Par Etienne COLIN, Avocat au Barreau de Paris

(Tribune publiée dans Le Monde Eco & Entreprise et sur lemonde.fr le 18 septembre 2014)

Le gouvernement a annoncé  un prochain « assouplissement » des seuils sociaux dans les entreprises, précisant qu’à défaut d’accord entre organisations patronales et syndicales, un projet de loi serait présenté en ce sens.

En l’état du droit, l’organisation d’élections professionnelles est obligatoire lorsque l’effectif de l’entreprise dépasse certains seuils : 11 salariés pour la mise en place de délégués du personnel, 50 pour celle du comité d’entreprise et du CHSCT. Diverses obligations patronales dépendent également de l’effectif de l’entreprise, telles que la participation à l’effort de construction ou le taux de cotisation à la formation professionnelle.

Pour le MEDEF, l’objectif affiché est d’obtenir une élévation des seuils rendant obligatoire la mise en place des instances représentatives du personnel. Selon lui, l’existence de telles obligations pénaliserait l’emploi, en dissuadant les entrepreneurs de franchir ces seuils d’effectifs. Les remettre en cause dynamiserait donc les embauches. Une telle analyse se heurte à plusieurs objections.

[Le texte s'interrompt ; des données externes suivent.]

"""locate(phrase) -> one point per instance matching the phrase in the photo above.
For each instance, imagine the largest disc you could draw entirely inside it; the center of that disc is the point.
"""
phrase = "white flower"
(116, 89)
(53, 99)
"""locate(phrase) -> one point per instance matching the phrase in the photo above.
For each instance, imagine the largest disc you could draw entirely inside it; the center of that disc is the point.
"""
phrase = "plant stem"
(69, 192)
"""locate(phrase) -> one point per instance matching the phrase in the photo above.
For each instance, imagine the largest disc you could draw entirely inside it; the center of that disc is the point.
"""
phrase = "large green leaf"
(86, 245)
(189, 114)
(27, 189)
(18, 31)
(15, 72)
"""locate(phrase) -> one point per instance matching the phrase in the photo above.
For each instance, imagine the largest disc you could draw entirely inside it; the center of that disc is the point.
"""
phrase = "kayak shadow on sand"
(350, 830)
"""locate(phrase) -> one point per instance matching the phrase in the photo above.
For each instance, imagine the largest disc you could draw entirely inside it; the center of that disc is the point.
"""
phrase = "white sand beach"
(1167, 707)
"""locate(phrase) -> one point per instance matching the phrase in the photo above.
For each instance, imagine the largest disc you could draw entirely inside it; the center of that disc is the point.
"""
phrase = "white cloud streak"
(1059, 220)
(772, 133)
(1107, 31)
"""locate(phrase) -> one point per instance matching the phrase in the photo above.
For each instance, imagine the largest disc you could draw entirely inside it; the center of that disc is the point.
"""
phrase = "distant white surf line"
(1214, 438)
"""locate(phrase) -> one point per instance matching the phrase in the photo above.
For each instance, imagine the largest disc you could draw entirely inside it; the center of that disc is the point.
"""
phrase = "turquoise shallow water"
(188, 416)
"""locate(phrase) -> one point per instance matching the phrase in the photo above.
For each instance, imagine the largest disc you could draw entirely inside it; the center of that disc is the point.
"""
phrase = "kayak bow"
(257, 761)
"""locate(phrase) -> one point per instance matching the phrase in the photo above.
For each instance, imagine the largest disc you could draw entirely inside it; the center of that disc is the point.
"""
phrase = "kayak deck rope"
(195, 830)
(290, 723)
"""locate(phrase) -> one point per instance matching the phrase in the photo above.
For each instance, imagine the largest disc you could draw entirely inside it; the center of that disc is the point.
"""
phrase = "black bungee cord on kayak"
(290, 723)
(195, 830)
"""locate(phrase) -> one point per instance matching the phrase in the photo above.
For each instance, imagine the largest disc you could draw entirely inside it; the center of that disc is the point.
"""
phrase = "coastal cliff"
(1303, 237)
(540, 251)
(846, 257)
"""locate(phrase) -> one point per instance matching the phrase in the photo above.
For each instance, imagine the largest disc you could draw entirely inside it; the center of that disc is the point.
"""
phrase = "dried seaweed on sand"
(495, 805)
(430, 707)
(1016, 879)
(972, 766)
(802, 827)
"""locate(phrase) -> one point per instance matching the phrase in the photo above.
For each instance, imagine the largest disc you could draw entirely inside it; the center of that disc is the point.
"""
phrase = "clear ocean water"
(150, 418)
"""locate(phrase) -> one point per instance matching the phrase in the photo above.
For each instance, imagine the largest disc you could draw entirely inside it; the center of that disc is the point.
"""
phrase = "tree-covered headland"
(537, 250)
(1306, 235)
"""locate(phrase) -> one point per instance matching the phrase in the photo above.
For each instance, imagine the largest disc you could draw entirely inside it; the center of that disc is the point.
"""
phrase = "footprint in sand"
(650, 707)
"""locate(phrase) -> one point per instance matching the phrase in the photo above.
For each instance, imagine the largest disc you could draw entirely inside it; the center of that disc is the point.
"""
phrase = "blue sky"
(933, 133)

D’une part, aucune étude n’a jamais permis de faire le lien entre l’existence des seuils sociaux, la taille des entreprises et le volume des embauches. Une enquête réalisée par l’INSEE en 2011 concluait à l’ « absence d’effet de seuil observable » dans les données provenant de l’URSSAF, les plus précises et objectives sur le sujet.

D’autre part, accréditer l’idée que la représentation du personnel serait l’ennemie de l’emploi constitue une dérive dangereuse pour notre pacte social. Un tel postulat ne pourrait que conduire à remettre en cause de façon croissante le droit des salariés à être représentés collectivement, faisant reculer massivement la démocratie dans l’entreprise. Ce danger est d’autant plus grand en période de crise, où tout semble devoir être tenté pour faire baisser le chômage. A l’opposé de cette approche, il convient de réaffirmer que progrès social et performance économique ne s’opposent pas, mais concourent à la réalisation du pacte de confiance que la majorité appelle de ses vœux.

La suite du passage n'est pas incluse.